Not every task merits training, but if consistently-high performance will prove beneficial, training is necessary.

First, training is an organized, programmed, on-going process directed at improving capability. This requires the means to measure skill and/or ability and must be measured periodically to determine if training is working as shown by improved results. Instruction (an introduction of concepts via class, book, video, or other medium) followed with hands-on work is only training for a person new to the ideas, a novice (someone without demonstrated, measured, higher-level skill), or a person in need of a refresher. It ceases to be training beyond novice skill levels and can not elevate skills further until actual training is organized and followed.

Changing a car tire is a useful task. For most commuters and patrol officers, it does not merit training so instruction will suffice. Knowing how to do the task and having demonstrated it once or twice is probably enough.
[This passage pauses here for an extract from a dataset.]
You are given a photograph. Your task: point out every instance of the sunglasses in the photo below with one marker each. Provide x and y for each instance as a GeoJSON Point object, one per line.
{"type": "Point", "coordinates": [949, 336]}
The only retraining needed is a refresher of where the jack and spare are stored. A flat tire delays travel or stops the pursuit and a tire change will take many minutes. Training to reduce this tire change time by 10 seconds effectively gains nothing in this context.

For a NASCAR pit crew, reducing tire change speed by 10 seconds provided a huge advantage. Today, pit times are in the 12 second range. A coach with proven results of improving pit crew times from 13 to 11 seconds will enjoy lucrative employment. For them, a tire change is a time-critical task and training the task is beneficial.